Глава 9: "Гниющие тайны минувших дней"
Ехали не так уж и долго, в полном молчании. Хэссий им не тяготился, умиротворённо созерцая проплывающие мимо пейзажи и стараясь не думать о цели своего путешествия.
Когда рядом стали возникать первые дома, не думать не получалось. Ничего почти не изменилось, а оттого каждый клочок земли, каждый забор и лавка заставали плескаться воспоминания, казалось бы, давно стёртые в дорожную пыль. Хэссий натянул ворот плаща повыше и сгорбился, чтобы стать менее заметным. К счастью, прохожих почти не встретилось, только несколько детей после хорового приветствия Келла с любопытством вытягивали шеи, пытаясь разглядеть загадочного незнакомца.

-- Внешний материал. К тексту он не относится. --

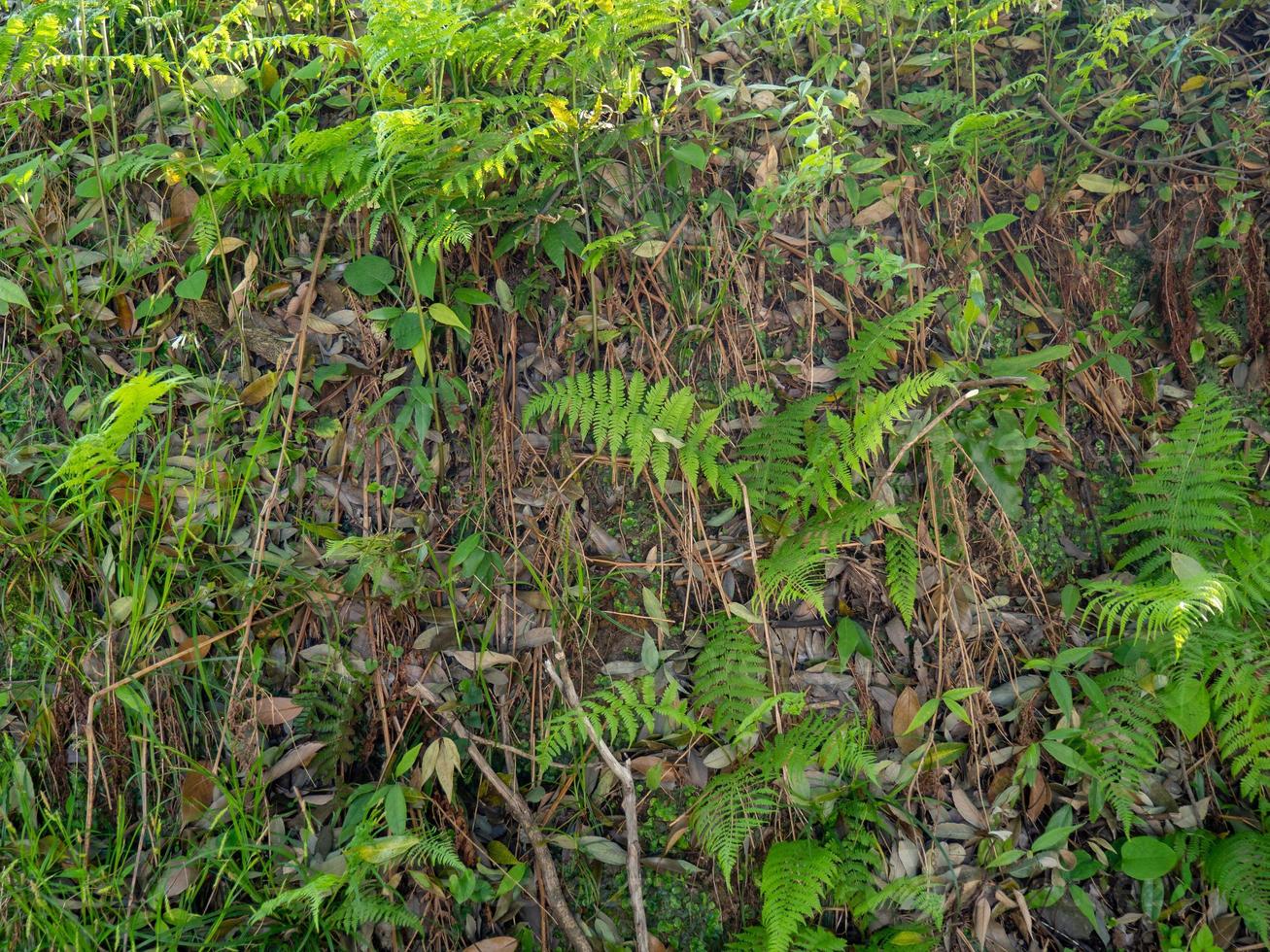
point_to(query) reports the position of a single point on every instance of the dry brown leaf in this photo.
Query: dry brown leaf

Лошадь остановилась перед высокими, расписными воротами. Хэссий вылез из телеги и вызвался помочь Келлу их отпереть. Во дворе Саверских Хэссий никогда не бывал, а потому лишь сейчас оценил его просторность и ухоженность. Видно, семья по-прежнему не бедствовала. В настоящем тереме живут, посмотрите-ка.

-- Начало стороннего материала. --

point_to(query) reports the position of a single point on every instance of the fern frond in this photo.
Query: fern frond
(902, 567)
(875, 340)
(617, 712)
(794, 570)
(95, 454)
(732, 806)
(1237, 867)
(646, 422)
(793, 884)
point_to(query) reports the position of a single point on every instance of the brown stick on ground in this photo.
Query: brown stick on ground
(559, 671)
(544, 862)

Собака на цепи тут же разразилась лаем. Келл шикнул на неё, отцепил лошадь и, неожиданно, предложил Хэссия остаться на чай.
— Давай, травник, ты же не торопишься никуда? Я редко сам принимаю гостей, позволь проявить радушие.
— Да будет вам, вы уже мне помогли… — осторожно начал Хэссий, но Келл продолжал уговаривать.
— Да это простая порядочность, говорю же. Или вас где-то ждут?
Его тон, деланно-небрежный, но настойчивый, сильно настораживал Хэссия. Неужели узнал? Да нет, не похоже. Скорее, хочет разузнать и про травника, и про все окружные сплетни. А может и правда пытается быть хорошим хозяином, кто его знает.
Можно было бы отказаться и пойти прямиком к Вербе, а потом ещё по одному делу. Но как ни корчи Хэссий спокойное лицо… внутри его, надо признаться, чуть ли не бил мандраж. И чашка чая пришлась бы сейчас кстати.
Получив согласие, Келл отвёл лошадь в задний двор, кинув кому-то пару фраз. Оказалось, его родители чем-то занимались там. Вернулся он быстро, отвлёк Хэссия от переглядок с успокоившейся собакой, закрыл ворота и повёл его в дом.
Келл вымахал выше Хэссия на голову и раздался в плечах, но остался по-здоровому тонок, отчего напоминал принца из сказок. На деревенский манер. Он завёл вежливый, в основном односторонний разговор о ведении дел в городе, пока усаживал Хэссия за стол и заваривал чай.
— Сахар?
— Не нужно, спасибо, — Хэссий не мог перестать смотреть на Келла. И не мог понять, что он сейчас чувствует.
— А я люблю с сахаром, — Келл отвернулся и отошёл к другой столешнице.
Такой беззаботный. Чистый, в выглаженной, с иголочки сшитой одёжке. Все эти годы жил припеваючи, как и все прочие здесь. Интересно, он хоть иногда вспоминает того мальчишку из своего детства?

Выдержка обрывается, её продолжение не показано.